Was passiert jetzt eigentlich mit den französischen Sozialisten?

Die PS in Frankreich implodiert, scharenweise sind ihre Vertreter vor der Präsidentschaftswahl zum politischen Gegner übergelaufen. Und jetzt?

1925 drückte ein Parteibuch der PS noch eine politische Überzeugung aus. Doch das ist lange her... Foto: NORLU / Wikimedia Commons / PD

(KL) – Das wird jetzt richtig schwierig für die PS, die sozialistische Noch-Regierungs-Partei Frankreichs. Das jämmerliche Ergebnis ihres Kandidaten Benoît Hamon (6,7 %!) ist unter anderem darauf zurückzuführen, dass die Parteigranden ihren Kandidaten reihenweise im Stich gelassen haben und zum politischen Gegner übergelaufen sind. Dies müsste nun eigentlich zum ebenso reihenweisen Ausschluss aller dieser „Überläufer“ führen, denn die Unterstützung eines Kandidaten aus den Reihen des politischen Gegners ist laut Satzung der PS ein Grund für einen Parteiausschluss.

Es ist schon seltsam, wie die PS mit dem Kandidaten umgesprungen ist, den sie selbst in einer aufwändigen Vorwahl gekürt hat. Niemand hatte Frankreichs Linke gezwungen, den Kandidaten Hamon zu wählen und ins Rennen zu schicken.

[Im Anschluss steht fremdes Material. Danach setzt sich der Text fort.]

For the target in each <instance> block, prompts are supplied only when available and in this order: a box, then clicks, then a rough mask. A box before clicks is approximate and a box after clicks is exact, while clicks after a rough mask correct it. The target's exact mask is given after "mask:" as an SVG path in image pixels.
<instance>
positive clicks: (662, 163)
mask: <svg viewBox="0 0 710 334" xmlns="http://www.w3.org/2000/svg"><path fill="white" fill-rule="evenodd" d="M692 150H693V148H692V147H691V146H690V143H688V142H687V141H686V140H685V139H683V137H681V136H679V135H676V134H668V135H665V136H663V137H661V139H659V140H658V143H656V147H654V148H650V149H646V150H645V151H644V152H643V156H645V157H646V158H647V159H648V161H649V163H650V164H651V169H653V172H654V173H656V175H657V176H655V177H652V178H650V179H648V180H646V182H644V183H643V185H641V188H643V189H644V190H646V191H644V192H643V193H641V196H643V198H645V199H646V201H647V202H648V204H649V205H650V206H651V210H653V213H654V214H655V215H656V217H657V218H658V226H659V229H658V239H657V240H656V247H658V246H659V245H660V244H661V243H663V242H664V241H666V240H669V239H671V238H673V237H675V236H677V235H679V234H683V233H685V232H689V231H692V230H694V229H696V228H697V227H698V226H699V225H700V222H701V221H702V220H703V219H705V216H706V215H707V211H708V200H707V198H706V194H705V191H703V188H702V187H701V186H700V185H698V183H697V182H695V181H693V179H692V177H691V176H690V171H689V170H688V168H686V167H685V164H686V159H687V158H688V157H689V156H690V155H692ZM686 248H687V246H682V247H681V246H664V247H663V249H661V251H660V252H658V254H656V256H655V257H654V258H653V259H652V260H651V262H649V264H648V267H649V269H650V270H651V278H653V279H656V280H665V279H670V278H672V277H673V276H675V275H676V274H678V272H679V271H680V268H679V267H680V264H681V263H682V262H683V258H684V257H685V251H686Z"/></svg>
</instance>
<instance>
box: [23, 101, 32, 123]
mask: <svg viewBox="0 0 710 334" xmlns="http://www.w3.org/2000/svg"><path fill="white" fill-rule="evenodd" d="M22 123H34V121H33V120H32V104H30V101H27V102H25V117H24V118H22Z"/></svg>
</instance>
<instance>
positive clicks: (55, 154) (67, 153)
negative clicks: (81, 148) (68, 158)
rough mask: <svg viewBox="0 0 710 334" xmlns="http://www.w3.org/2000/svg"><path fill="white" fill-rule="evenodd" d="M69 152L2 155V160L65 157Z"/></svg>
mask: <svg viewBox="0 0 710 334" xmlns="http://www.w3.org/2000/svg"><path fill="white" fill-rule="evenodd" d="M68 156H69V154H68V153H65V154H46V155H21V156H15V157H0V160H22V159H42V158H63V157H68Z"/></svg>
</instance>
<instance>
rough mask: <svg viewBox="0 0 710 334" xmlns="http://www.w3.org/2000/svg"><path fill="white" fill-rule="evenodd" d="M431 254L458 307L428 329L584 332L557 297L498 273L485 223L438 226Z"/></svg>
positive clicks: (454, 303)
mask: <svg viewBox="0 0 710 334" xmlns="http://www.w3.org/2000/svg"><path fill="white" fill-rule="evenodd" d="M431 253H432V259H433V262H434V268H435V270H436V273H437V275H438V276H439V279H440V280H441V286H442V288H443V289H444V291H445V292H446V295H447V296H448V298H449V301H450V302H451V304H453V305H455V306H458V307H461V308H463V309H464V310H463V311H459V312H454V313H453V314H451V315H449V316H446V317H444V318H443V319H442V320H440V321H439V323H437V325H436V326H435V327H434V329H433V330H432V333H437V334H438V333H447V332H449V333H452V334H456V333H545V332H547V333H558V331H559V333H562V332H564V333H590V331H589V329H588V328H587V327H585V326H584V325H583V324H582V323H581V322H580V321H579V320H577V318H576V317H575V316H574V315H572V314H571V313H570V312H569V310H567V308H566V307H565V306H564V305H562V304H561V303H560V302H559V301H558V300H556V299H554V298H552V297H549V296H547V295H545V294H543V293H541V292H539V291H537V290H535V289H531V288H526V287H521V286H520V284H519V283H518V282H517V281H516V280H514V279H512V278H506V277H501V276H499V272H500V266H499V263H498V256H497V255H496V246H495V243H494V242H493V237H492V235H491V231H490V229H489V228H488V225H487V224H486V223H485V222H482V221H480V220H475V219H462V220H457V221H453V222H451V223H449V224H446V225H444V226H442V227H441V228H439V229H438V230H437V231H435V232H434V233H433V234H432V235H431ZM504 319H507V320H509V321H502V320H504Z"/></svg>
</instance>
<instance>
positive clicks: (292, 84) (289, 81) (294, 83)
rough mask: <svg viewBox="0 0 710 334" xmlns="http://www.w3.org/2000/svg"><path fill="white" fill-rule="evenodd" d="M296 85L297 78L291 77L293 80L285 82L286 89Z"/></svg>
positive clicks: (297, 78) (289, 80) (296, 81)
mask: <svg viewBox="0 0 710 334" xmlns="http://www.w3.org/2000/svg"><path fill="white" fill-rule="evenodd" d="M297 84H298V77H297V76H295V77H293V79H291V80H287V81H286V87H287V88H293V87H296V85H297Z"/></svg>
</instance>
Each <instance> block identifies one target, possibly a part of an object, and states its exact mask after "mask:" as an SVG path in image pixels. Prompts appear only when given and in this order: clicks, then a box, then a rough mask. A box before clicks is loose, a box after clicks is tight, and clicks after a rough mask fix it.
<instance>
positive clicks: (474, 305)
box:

Da ist es dann schon seltsam, mit welcher Leichtigkeit sich so viele führende Mitglieder der PS von ihrem eigenen Kandidaten abgewandt haben, um den neoliberalen Emmanuel Macron zu unterstützen.

Den dicksten Klops brachte der ehemalige Premierminister Manuel Valls, der in der Stichwahl der Vorwahl Benoît Hamon unterlegen war. Wie alle anderen Kandidaten dieser Vorwahl hatte sich auch Valls schriftlich (!) verpflichtet, das Ergebnis dieser Vorwahl zu respektieren und den Gewinner als den Kandidaten der PS zu unterstützen. Doch nach seiner Niederlage schwenkte Valls sofort um, schloss sich dem Kandidaten Macron an und beging somit einen unverzeihlichen Verrat an seiner eigenen Partei. Er sollte nicht der einzige bleiben.

Doch was bewegte derart viele Parteioberen der PS, ihren eigenen Kandidaten zu verraten und für einen politischen Gegner zu werben? Im Vordergrund stand die nicht ganz unrealistische Einschätzung, dass Macron bessere Chancen habe als Hamon (eine Einschätzung, die am letzten Sonntag an den Wahlurnen bestätigt wurde), verbunden mit der Hoffnung, in einer neuen politischen Formation („En Marche!“) den einen oder anderen Posten ergattern zu können. Was einmal mehr zeigt, dass politische Überzeugungen im politischen Tagesgeschäft nur eine untergeordnete Rolle spielen.

Inzwischen hat der neue starke Mann Frankreichs Emmanuel Macron angekündigt, dass all diejenigen, die jetzt gerne bei der Parlamentswahl im Juni für seine Partei antreten wollen, zuvor aus ihrer bisherigen Partei austreten müssen. Vielleicht wäre es besser für die PS und ihr Selbstverständnis, all die Überläufer selbst auszuschließen und derart „gesundgeschrumpft“ einen inhaltlichen und personellen Neustart zu organisieren.

Die „Überläufer“ haben in der PS nichts mehr verloren, sie haben die Grundprinzipien ihrer Partei verraten und selbst dafür gesorgt, dass die Franzosen nun am 7. Mai nur noch die Wahl zwischen einem kaum verortbaren, dafür aber sehr machthungrigen politischen Abenteurer und einer knorrigen Rechtsextremen haben, die Frankreich und Europa in Richtung Abgrund führen will. Dass es zu dieser Stichwahl kommt, hat Frankreich unter anderem all denjenigen zu verdanken, die aufgrund persönlicher Ambitionen das politische Lager gewechselt haben. Die PS braucht dieser „Überläufer“ nicht mehr und muss sich nun komplett neu erfinden. Falls ihr dazu noch die Zeit bleibt.